Friday’s verdict against Suu Kyi is the latest in a string of punishments meted out against the 77-year-old and means she now faces 20 years in jail.
However, this is the first time Suu Kyi — a figurehead of opposition to decades of military rule in the country — has been sentenced to hard labor since the country’s most recent military coup in 2021. She was given hard labor in a separate trial under a previous administration in 2009 but that sentence was commuted.
Friday’s trial related to the November 2020 general election that her National League for Democracy won with a landslide, defeating a party created by the military. Three months after that election the military seized power to prevent Suu Kyi’s party forming a government, alleging electoral fraud.

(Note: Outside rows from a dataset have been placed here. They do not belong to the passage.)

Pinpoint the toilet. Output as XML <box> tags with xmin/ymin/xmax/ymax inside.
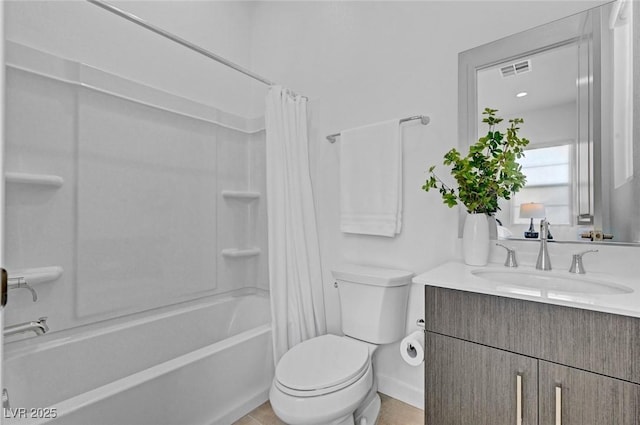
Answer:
<box><xmin>269</xmin><ymin>264</ymin><xmax>413</xmax><ymax>425</ymax></box>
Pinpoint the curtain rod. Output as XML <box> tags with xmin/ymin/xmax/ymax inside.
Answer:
<box><xmin>87</xmin><ymin>0</ymin><xmax>276</xmax><ymax>86</ymax></box>
<box><xmin>327</xmin><ymin>115</ymin><xmax>431</xmax><ymax>143</ymax></box>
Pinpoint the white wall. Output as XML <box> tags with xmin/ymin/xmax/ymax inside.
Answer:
<box><xmin>252</xmin><ymin>1</ymin><xmax>608</xmax><ymax>405</ymax></box>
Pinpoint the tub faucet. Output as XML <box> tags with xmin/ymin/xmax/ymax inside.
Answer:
<box><xmin>7</xmin><ymin>277</ymin><xmax>38</xmax><ymax>302</ymax></box>
<box><xmin>3</xmin><ymin>317</ymin><xmax>49</xmax><ymax>336</ymax></box>
<box><xmin>536</xmin><ymin>219</ymin><xmax>551</xmax><ymax>270</ymax></box>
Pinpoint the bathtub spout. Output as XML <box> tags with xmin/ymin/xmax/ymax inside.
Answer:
<box><xmin>3</xmin><ymin>317</ymin><xmax>49</xmax><ymax>336</ymax></box>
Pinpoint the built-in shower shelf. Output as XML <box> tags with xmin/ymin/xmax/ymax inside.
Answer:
<box><xmin>4</xmin><ymin>172</ymin><xmax>64</xmax><ymax>187</ymax></box>
<box><xmin>222</xmin><ymin>190</ymin><xmax>260</xmax><ymax>201</ymax></box>
<box><xmin>222</xmin><ymin>248</ymin><xmax>260</xmax><ymax>258</ymax></box>
<box><xmin>9</xmin><ymin>266</ymin><xmax>64</xmax><ymax>285</ymax></box>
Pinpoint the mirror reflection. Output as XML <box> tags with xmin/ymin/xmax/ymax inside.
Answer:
<box><xmin>460</xmin><ymin>1</ymin><xmax>640</xmax><ymax>242</ymax></box>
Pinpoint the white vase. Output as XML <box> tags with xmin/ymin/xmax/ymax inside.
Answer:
<box><xmin>462</xmin><ymin>214</ymin><xmax>489</xmax><ymax>266</ymax></box>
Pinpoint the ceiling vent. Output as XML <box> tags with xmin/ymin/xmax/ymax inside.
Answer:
<box><xmin>500</xmin><ymin>59</ymin><xmax>531</xmax><ymax>78</ymax></box>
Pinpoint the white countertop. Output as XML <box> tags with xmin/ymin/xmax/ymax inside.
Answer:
<box><xmin>413</xmin><ymin>261</ymin><xmax>640</xmax><ymax>317</ymax></box>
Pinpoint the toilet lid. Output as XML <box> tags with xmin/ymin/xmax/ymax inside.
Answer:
<box><xmin>276</xmin><ymin>335</ymin><xmax>369</xmax><ymax>395</ymax></box>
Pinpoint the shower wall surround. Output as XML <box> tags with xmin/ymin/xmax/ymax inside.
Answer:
<box><xmin>6</xmin><ymin>42</ymin><xmax>268</xmax><ymax>331</ymax></box>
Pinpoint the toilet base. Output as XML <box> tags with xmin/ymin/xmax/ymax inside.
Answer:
<box><xmin>353</xmin><ymin>384</ymin><xmax>381</xmax><ymax>425</ymax></box>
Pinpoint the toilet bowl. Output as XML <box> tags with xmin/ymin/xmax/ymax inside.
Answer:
<box><xmin>269</xmin><ymin>265</ymin><xmax>413</xmax><ymax>425</ymax></box>
<box><xmin>269</xmin><ymin>334</ymin><xmax>377</xmax><ymax>425</ymax></box>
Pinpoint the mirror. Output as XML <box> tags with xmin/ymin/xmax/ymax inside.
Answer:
<box><xmin>459</xmin><ymin>0</ymin><xmax>640</xmax><ymax>243</ymax></box>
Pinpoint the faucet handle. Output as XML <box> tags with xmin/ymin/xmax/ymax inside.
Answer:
<box><xmin>496</xmin><ymin>243</ymin><xmax>518</xmax><ymax>267</ymax></box>
<box><xmin>38</xmin><ymin>316</ymin><xmax>49</xmax><ymax>333</ymax></box>
<box><xmin>569</xmin><ymin>249</ymin><xmax>598</xmax><ymax>274</ymax></box>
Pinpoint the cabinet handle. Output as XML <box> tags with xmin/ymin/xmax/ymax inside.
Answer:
<box><xmin>556</xmin><ymin>385</ymin><xmax>562</xmax><ymax>425</ymax></box>
<box><xmin>516</xmin><ymin>374</ymin><xmax>522</xmax><ymax>425</ymax></box>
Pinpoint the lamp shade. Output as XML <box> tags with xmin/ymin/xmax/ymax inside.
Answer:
<box><xmin>520</xmin><ymin>202</ymin><xmax>546</xmax><ymax>218</ymax></box>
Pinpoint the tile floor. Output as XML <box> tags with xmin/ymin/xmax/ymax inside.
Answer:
<box><xmin>233</xmin><ymin>393</ymin><xmax>424</xmax><ymax>425</ymax></box>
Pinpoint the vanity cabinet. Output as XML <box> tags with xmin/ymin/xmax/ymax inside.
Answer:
<box><xmin>425</xmin><ymin>286</ymin><xmax>640</xmax><ymax>425</ymax></box>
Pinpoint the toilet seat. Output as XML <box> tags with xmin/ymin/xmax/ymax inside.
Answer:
<box><xmin>275</xmin><ymin>334</ymin><xmax>371</xmax><ymax>397</ymax></box>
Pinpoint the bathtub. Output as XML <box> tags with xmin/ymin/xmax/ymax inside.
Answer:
<box><xmin>4</xmin><ymin>292</ymin><xmax>274</xmax><ymax>425</ymax></box>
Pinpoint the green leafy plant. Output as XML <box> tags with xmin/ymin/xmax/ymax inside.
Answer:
<box><xmin>422</xmin><ymin>108</ymin><xmax>529</xmax><ymax>214</ymax></box>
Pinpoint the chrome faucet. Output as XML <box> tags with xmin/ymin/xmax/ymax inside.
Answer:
<box><xmin>3</xmin><ymin>317</ymin><xmax>49</xmax><ymax>336</ymax></box>
<box><xmin>536</xmin><ymin>219</ymin><xmax>551</xmax><ymax>270</ymax></box>
<box><xmin>496</xmin><ymin>243</ymin><xmax>518</xmax><ymax>267</ymax></box>
<box><xmin>7</xmin><ymin>277</ymin><xmax>38</xmax><ymax>302</ymax></box>
<box><xmin>569</xmin><ymin>249</ymin><xmax>598</xmax><ymax>274</ymax></box>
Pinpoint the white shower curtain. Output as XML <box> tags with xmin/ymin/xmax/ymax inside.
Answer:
<box><xmin>265</xmin><ymin>86</ymin><xmax>326</xmax><ymax>363</ymax></box>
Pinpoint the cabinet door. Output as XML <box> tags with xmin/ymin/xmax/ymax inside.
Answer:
<box><xmin>539</xmin><ymin>360</ymin><xmax>640</xmax><ymax>425</ymax></box>
<box><xmin>425</xmin><ymin>332</ymin><xmax>538</xmax><ymax>425</ymax></box>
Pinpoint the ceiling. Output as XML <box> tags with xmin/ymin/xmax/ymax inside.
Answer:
<box><xmin>477</xmin><ymin>43</ymin><xmax>578</xmax><ymax>116</ymax></box>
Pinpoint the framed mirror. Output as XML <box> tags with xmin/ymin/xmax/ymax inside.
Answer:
<box><xmin>458</xmin><ymin>0</ymin><xmax>640</xmax><ymax>243</ymax></box>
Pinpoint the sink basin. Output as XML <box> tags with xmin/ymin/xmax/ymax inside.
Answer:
<box><xmin>471</xmin><ymin>269</ymin><xmax>633</xmax><ymax>295</ymax></box>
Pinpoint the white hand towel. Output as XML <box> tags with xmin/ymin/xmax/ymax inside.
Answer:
<box><xmin>340</xmin><ymin>119</ymin><xmax>402</xmax><ymax>237</ymax></box>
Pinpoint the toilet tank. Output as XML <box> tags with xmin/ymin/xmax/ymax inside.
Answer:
<box><xmin>332</xmin><ymin>264</ymin><xmax>413</xmax><ymax>344</ymax></box>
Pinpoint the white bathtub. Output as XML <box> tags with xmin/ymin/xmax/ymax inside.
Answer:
<box><xmin>4</xmin><ymin>294</ymin><xmax>273</xmax><ymax>425</ymax></box>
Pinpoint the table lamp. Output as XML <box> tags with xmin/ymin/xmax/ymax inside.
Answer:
<box><xmin>520</xmin><ymin>202</ymin><xmax>546</xmax><ymax>239</ymax></box>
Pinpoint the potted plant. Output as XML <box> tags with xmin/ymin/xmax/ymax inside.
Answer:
<box><xmin>422</xmin><ymin>108</ymin><xmax>529</xmax><ymax>266</ymax></box>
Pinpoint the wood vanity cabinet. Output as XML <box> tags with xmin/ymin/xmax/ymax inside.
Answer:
<box><xmin>425</xmin><ymin>286</ymin><xmax>640</xmax><ymax>425</ymax></box>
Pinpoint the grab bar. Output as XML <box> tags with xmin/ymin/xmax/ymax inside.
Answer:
<box><xmin>7</xmin><ymin>276</ymin><xmax>38</xmax><ymax>302</ymax></box>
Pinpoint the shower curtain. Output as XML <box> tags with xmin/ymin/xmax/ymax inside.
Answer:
<box><xmin>265</xmin><ymin>86</ymin><xmax>326</xmax><ymax>363</ymax></box>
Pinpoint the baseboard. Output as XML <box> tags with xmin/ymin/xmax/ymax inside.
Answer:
<box><xmin>211</xmin><ymin>388</ymin><xmax>269</xmax><ymax>425</ymax></box>
<box><xmin>377</xmin><ymin>375</ymin><xmax>424</xmax><ymax>410</ymax></box>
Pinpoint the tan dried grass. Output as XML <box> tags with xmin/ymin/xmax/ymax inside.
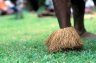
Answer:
<box><xmin>45</xmin><ymin>27</ymin><xmax>82</xmax><ymax>52</ymax></box>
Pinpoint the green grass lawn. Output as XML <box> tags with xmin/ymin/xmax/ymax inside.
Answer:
<box><xmin>0</xmin><ymin>13</ymin><xmax>96</xmax><ymax>63</ymax></box>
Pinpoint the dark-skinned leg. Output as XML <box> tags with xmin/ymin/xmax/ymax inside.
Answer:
<box><xmin>53</xmin><ymin>0</ymin><xmax>71</xmax><ymax>28</ymax></box>
<box><xmin>71</xmin><ymin>0</ymin><xmax>86</xmax><ymax>35</ymax></box>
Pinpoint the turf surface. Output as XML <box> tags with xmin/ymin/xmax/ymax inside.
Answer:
<box><xmin>0</xmin><ymin>13</ymin><xmax>96</xmax><ymax>63</ymax></box>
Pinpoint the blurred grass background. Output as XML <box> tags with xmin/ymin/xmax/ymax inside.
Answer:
<box><xmin>0</xmin><ymin>13</ymin><xmax>96</xmax><ymax>63</ymax></box>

Suu Kyi and her party deny those allegations and say they won the election fairly.
She has also denied a string of other charges that have been brought against her in a series of secretive trials since she was detained more than a year ago.
Suu Kyi is currently being held in solitary confinement at a prison in the capital Naypyitaw.
Last month, state media outlets in Myanmar reported that a court had sentenced her to six years in prison after convicting her on four counts of corruption. That verdict, which raised her total prison time to 17 years, coincided with a visit by the UN’s Special Envoy on Myanmar, who had come to investigate the deteriorating human rights situation in the country.
Suu Kyi has also previously been found guilty of offenses ranging from graft to election violations.
Rights groups have repeatedly expressed concerns about the punishment of pro-democracy activists in the country since the 2021 coup. In July, the military junta executed two prominent pro-democracy activists and two other men accused of terrorism, following a trial condemned by the UN and rights groups.